Thursday, November 12, 2009

Health

Trashing the Oceans

An armada of plastic rides the waves, and sea creatures are suffering

By Thomas Hayden
Posted 10/27/02
Page 2 of 3

With little scientific training, Moore formed alliances with professional scientists, including chemists, biologists, and a private oceanographer, Curtis Ebbesmeyer, himself a well-known flotsam hunter. Ebbesmeyer's most famous case involved a 1990 containership spill that dumped 80,000 Nike running shoes into the North Pacific. The errant runners washed up on beaches from British Columbia to California, helping him trace the currents that carried them.

The Alguita's mission started in earnest in 1999. Moore and his all-volunteer crew--attracted by the chance for meaningful adventure and Moore's reputation as an excellent chef--returned to the garbage-strewn region he had happened on two years earlier and skimmed the surface with fine collecting nets. Across hundreds of miles of ocean, they counted roughly a million pieces of plastic per square mile, almost all of it less than a few millimeters across.

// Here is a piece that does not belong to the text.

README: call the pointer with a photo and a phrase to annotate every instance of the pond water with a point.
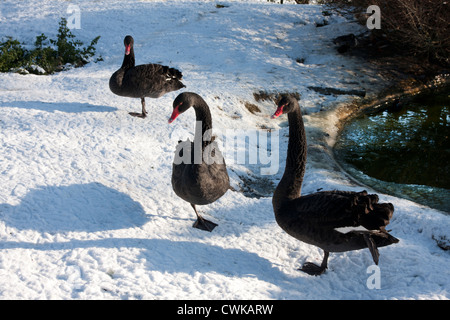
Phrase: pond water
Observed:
(405, 152)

Trash heap. The Alguita was sampling water beneath a climate feature called the North Pacific subtropical high--the big "H" on weather maps--that protects Southern California's enviable weather by pushing storms north or south. The H is the eye of a circle of currents thousands of miles wide called the North Pacific gyre. The high's weak winds and sluggish currents naturally collect flotsam, earning it the unfortunate nickname of the "Eastern Garbage Patch." Similar wind and current patterns exist in all the major oceans, and all presumably suffer from similar contamination.

Because most plastics are lighter than seawater, they float on the surface for years, slowly breaking down into smaller and smaller fragments--which often end up in the ocean's drifting, filter-feeding animals, like jellyfish. Early in his voyages, Moore collected baseball-size gelatinous animals called salps and found their translucent tissues clogged with bits of monofilament fishing line and nurdles (more romantically referred to as "mermaid tears" by beachcombers). A hundred billion pounds of these pellets are produced each year, to be formed into everything from CD cases to plastic pipe. But each one is a perfect plankton's-eye-view replica of a fish egg. "You rarely find any particles smaller than a millimeter in the water," says Moore. "They're all in the jellies."

That's not likely to be good for the filter feeders or the things that eat them, notes Moore, and not just because a meal of plastic doesn't yield much nutrition. A 2001 paper by Japanese researchers reported that plastic debris can act like a sponge for toxic chemicals, soaking up a millionfold greater concentration of such deadly compounds as PCBs and DDE, a breakdown product of the notorious insecticide DDT, than the surrounding seawater. That could turn a bellyful of plastic from a mere stomachache to a toxic gut bomb that can work its way through the food web.

Unhappy hunting. In Moore's latest voyage to the garbage patch, he got a close-up view of what happens when life meets floating garbage. The Alguita's crew found plastic trash bobbing in a thick line from horizon to horizon--everything from tiny particles to 5-inch-thick towing lines, Japanese traffic cones, and yellow quart bottles of American crankcase oil. "We followed the debris for more than a mile, and we never found the end of it," Moore told U.S. News by satellite phone. The research team had stumbled across what oceanographers call a Langmuir cell, a wind-driven circulation pattern where two masses of water are pushed together, forcing some of the water to sink where they meet; anything that floats stays on the surface.